Concerns have been raised in the leadup to the decision to join NATO that Sweden and Finland could be vulnerable to Russian retaliation in the interim between applying and getting formal membership and the protection of NATO’s key Article 5, the treaty provision that an attack on any member state is an attack on all that must be repulsed by alliance forces.
Finnish Foreign Minister Pekka Haavisto acknowledged last month that applying for NATO membership could put the two Nordic countries at risk if Putin persists with his so-far failed quest to force former Soviet republics and Eastern European democracies into alliance with the Kremlin.
Haavisto noted, though, that “NATO member countries have an interest in that no security breaches would take place during the application period.” Enhancing the scope and frequency of joint military exercises with future NATO partners in the interim could provide the extra protection against any Russian provocation, he and others suggested at the Berlin gathering.
The United States, Britain and Germany have already assured Sweden and Finland that they would come to their defense in the event of an attack during the pendency of their NATO applications.
Admission of Sweden and Finland would unify the Nordic countries that are among those geographically closest to Russia, joining Denmark, Norway and Iceland as a northern naval bulwark in the key Arctic region where Russia’s Northern Fleet in based. An expanded NATO presence throughout the Baltic Sea would give the alliance closer surveillance capability of Russian naval movements from Kaliningrad, the heavily militarized exclave wedged between Lithuania and Poland, as well as the small stretch of Baltic coastline that is mainland Russia’s sole outlet for cargo and cruise ships into the St.
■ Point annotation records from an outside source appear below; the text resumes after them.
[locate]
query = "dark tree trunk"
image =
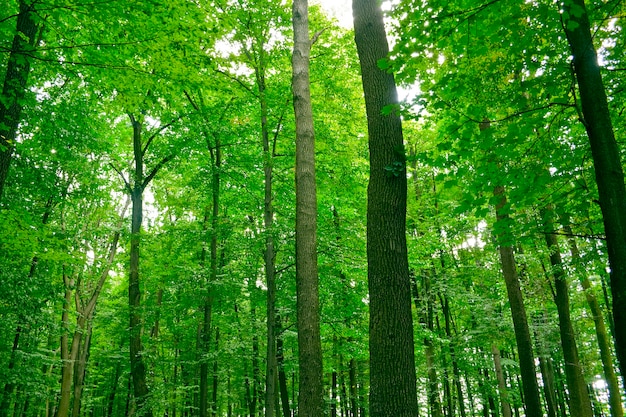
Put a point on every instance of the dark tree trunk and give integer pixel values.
(137, 365)
(604, 343)
(393, 390)
(606, 158)
(282, 377)
(530, 387)
(580, 405)
(14, 86)
(311, 392)
(504, 401)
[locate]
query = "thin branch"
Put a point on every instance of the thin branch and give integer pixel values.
(159, 130)
(237, 80)
(126, 183)
(316, 36)
(156, 169)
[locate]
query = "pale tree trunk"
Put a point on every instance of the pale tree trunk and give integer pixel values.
(393, 391)
(14, 86)
(84, 314)
(139, 183)
(504, 401)
(311, 395)
(604, 343)
(81, 369)
(606, 160)
(579, 402)
(530, 387)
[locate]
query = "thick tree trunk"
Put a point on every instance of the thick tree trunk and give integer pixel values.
(137, 365)
(579, 404)
(14, 86)
(311, 394)
(504, 401)
(393, 390)
(80, 370)
(282, 377)
(606, 159)
(604, 343)
(518, 311)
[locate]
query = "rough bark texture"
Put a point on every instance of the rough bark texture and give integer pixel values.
(579, 403)
(137, 366)
(506, 406)
(604, 342)
(606, 159)
(520, 321)
(14, 85)
(311, 393)
(392, 363)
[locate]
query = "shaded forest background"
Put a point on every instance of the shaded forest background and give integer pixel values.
(150, 148)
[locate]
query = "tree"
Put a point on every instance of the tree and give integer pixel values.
(392, 365)
(311, 397)
(606, 157)
(14, 85)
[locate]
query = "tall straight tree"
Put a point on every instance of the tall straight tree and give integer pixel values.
(392, 362)
(14, 86)
(606, 160)
(135, 188)
(311, 397)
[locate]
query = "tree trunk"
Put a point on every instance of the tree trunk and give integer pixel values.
(14, 86)
(547, 371)
(579, 405)
(84, 315)
(137, 366)
(530, 387)
(282, 377)
(393, 390)
(504, 401)
(606, 159)
(81, 369)
(311, 393)
(604, 343)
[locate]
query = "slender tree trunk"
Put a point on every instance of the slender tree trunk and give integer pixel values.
(354, 411)
(14, 86)
(580, 404)
(423, 304)
(113, 389)
(518, 311)
(67, 367)
(604, 342)
(139, 183)
(311, 395)
(282, 377)
(504, 401)
(84, 315)
(215, 376)
(393, 390)
(547, 372)
(81, 369)
(606, 158)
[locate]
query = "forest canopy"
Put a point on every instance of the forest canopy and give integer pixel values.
(226, 208)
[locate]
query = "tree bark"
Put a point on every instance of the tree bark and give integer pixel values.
(530, 387)
(14, 86)
(579, 403)
(604, 343)
(393, 390)
(606, 159)
(504, 401)
(311, 392)
(137, 365)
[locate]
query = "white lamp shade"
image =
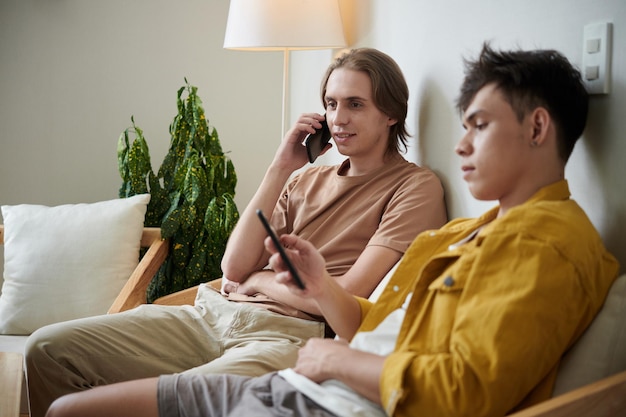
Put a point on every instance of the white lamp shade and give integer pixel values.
(283, 24)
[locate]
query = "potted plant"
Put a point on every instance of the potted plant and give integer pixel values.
(192, 196)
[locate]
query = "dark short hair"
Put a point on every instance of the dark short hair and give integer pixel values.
(531, 79)
(389, 89)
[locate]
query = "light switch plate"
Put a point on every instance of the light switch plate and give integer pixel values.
(597, 51)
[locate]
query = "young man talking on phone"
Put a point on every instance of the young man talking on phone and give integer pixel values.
(361, 215)
(478, 314)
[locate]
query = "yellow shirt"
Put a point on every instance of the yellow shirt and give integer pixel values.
(490, 319)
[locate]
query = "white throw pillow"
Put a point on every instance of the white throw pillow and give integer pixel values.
(67, 262)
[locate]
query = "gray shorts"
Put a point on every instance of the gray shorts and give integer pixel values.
(193, 395)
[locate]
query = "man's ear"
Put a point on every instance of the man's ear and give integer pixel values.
(540, 122)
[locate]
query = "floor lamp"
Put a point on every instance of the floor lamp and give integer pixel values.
(284, 25)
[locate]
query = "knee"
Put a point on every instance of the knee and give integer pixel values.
(61, 407)
(42, 343)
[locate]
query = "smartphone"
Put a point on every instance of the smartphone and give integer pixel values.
(316, 142)
(281, 250)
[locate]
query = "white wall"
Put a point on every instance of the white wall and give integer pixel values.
(430, 38)
(72, 72)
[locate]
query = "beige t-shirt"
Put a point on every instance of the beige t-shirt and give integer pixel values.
(342, 215)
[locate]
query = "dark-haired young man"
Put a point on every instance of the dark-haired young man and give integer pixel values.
(478, 314)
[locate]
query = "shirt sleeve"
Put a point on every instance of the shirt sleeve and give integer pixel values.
(508, 312)
(417, 205)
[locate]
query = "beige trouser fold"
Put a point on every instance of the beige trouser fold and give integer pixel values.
(214, 336)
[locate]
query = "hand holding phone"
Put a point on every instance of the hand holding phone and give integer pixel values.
(316, 142)
(281, 250)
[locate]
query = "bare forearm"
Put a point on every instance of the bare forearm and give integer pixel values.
(340, 309)
(245, 252)
(324, 359)
(361, 371)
Petersburg region 100 miles inland.
The five Nordic countries already cooperate in training and exercises within their Nordic Defense Cooperation pact, NORDEFCO. NATO membership would enhance their security by putting forces under joint command for any necessary defensive operations.
Prime Ministers Magdalena Andersson of Sweden and Sanna Marin of Finland announced their plans to coordinate applications to NATO at a news conference last month, citing a strategy of strength in numbers.
“We share the idea that close cooperation will benefit both of us,” Andersson said as she and Marin announced their decisions to end nonalignment that had kept the country safe until now.
“Our 200-year-long standing policy of military nonalignment has served Sweden well,” Andersson said Sunday in announcing its end in light of Russia’s “illegal and indefensible” attacks on Ukraine that undermine the world order on which Sweden’s security depends.